View Full Version
Kamis, 14 Jan 2010

Homoseksualitas: Persembahan Barat dan Gereja untuk Dunia

By: Daden Robi Rahman, Gontor

Barat malang, Barat kurang ajar. Mungkin itulah ungkapan yang pantas diberikan. Betapa tidak, Barat yang merupakan peradaban yang tumbuh dari kombinasi filsafat, nilai-nilai kuno Yunani Romawi, agama Yahudi Nasrani yang dimodifikasi bangsa Eropa ini telah menjadi 'kiblat' dunia. Sejak lama Kristen mendominasi sejumlah agama di wilayah ini. Tapi sekarang bohong kiranya kalau Barat dibangun oleh Kristen. Bahkan mungkin sebaliknya, justru Kristen telah dibentuk oleh Barat. Meskipun ukuran penduduknya masih didominasi Kristen, tapi sebenarnya Barat telah kembali kepada Yunani, karena barat telah berhutang jasa kepadanya yang telah memberi filsafat.

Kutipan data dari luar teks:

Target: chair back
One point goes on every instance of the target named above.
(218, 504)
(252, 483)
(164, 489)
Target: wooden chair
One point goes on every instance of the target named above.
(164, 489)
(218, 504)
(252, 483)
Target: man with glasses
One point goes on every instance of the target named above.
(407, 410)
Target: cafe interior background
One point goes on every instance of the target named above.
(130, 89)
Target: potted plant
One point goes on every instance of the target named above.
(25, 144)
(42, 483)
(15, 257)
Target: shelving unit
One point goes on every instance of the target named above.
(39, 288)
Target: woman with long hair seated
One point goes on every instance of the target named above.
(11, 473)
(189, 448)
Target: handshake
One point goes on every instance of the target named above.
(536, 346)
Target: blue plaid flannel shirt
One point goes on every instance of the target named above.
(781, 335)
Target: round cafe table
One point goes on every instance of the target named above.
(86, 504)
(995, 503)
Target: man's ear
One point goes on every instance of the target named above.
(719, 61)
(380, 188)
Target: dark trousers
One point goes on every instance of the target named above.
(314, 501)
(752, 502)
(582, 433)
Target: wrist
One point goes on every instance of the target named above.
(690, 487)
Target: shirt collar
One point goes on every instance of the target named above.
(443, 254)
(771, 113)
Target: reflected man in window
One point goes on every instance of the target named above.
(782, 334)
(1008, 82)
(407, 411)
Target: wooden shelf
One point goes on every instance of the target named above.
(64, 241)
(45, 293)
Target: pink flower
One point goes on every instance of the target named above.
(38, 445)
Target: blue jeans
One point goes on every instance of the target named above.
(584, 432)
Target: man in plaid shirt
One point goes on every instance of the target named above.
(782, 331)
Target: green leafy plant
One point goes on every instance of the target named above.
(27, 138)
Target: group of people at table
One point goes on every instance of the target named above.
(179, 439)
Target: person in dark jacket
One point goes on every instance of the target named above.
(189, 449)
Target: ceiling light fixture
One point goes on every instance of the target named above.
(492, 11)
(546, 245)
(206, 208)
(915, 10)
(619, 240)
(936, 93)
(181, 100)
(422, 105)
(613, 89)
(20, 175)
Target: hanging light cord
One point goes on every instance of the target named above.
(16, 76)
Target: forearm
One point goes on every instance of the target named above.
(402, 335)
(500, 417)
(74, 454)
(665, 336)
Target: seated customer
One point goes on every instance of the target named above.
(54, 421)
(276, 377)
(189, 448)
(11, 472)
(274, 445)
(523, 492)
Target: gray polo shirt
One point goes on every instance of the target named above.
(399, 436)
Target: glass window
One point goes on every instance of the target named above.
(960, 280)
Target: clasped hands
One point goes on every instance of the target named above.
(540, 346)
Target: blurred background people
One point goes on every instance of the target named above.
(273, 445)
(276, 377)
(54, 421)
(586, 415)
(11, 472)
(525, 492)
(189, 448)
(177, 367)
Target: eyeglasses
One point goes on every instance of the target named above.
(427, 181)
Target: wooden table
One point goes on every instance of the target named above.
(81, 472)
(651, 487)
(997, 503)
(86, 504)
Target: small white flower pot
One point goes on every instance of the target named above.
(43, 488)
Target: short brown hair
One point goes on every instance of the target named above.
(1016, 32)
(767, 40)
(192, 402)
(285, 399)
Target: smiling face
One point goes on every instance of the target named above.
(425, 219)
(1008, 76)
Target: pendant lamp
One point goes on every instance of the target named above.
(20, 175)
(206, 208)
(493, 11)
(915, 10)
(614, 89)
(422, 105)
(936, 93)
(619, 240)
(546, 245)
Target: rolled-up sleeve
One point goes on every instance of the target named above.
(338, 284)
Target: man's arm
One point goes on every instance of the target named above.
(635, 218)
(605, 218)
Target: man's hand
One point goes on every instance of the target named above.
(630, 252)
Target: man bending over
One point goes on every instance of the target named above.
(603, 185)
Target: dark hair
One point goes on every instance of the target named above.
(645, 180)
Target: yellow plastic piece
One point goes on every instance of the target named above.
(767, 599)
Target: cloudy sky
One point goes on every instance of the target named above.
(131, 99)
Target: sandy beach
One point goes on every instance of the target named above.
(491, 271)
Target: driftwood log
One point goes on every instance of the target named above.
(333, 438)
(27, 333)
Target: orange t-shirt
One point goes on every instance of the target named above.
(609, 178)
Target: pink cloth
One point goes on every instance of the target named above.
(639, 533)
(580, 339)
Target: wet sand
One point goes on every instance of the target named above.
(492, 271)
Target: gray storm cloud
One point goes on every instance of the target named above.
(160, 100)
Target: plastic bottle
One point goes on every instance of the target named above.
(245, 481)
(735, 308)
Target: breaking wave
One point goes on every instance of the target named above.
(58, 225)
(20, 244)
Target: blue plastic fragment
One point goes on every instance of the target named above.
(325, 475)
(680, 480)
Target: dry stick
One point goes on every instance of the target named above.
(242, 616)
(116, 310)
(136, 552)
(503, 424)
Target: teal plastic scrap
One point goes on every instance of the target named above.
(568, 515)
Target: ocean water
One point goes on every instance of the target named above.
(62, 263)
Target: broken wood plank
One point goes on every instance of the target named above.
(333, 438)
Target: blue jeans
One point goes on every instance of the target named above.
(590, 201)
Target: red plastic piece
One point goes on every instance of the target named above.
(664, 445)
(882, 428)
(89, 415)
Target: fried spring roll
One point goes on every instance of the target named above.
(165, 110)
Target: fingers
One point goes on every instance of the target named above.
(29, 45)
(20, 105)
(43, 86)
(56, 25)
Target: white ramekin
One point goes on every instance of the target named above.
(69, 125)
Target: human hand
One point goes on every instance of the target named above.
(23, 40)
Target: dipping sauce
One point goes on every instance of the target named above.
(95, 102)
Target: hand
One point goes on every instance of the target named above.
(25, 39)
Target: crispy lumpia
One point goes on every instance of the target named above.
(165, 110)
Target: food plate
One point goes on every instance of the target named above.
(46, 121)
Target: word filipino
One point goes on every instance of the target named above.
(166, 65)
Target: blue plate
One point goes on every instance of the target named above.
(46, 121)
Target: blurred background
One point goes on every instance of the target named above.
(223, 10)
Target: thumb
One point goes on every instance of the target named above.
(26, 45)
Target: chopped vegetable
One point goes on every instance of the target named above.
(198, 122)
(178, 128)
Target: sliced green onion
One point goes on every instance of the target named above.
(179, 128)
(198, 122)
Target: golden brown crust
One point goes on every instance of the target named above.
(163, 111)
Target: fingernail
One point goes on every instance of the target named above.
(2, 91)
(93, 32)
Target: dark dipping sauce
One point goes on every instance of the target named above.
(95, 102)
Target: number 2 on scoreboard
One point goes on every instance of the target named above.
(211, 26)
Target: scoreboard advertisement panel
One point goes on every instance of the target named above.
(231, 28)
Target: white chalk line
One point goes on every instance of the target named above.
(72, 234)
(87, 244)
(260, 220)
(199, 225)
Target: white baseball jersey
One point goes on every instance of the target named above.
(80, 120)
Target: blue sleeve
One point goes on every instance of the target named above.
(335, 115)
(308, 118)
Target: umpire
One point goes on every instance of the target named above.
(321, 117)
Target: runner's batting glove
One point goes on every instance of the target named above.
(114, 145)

Prof. Syed Muhammad Naquib al-Attas, seorang pemikir muslim asal malaysia, memandang problem terbesar yang dihadapi dunia adalah hegemoni dan dominasi keilmuan sekular Barat. Hal tersebut dikarenakan bagi Barat, kebenaran fundamental dari agama dipandang sekedar teoritis, kebenaran absolute dinegasikan dan nilai-nilai relative diterima. Konsekuensinya adalah penegasian Tuhan dan akherat dan menempatkan manusia sebagai satu-satunya yang berhak mengatur dunia.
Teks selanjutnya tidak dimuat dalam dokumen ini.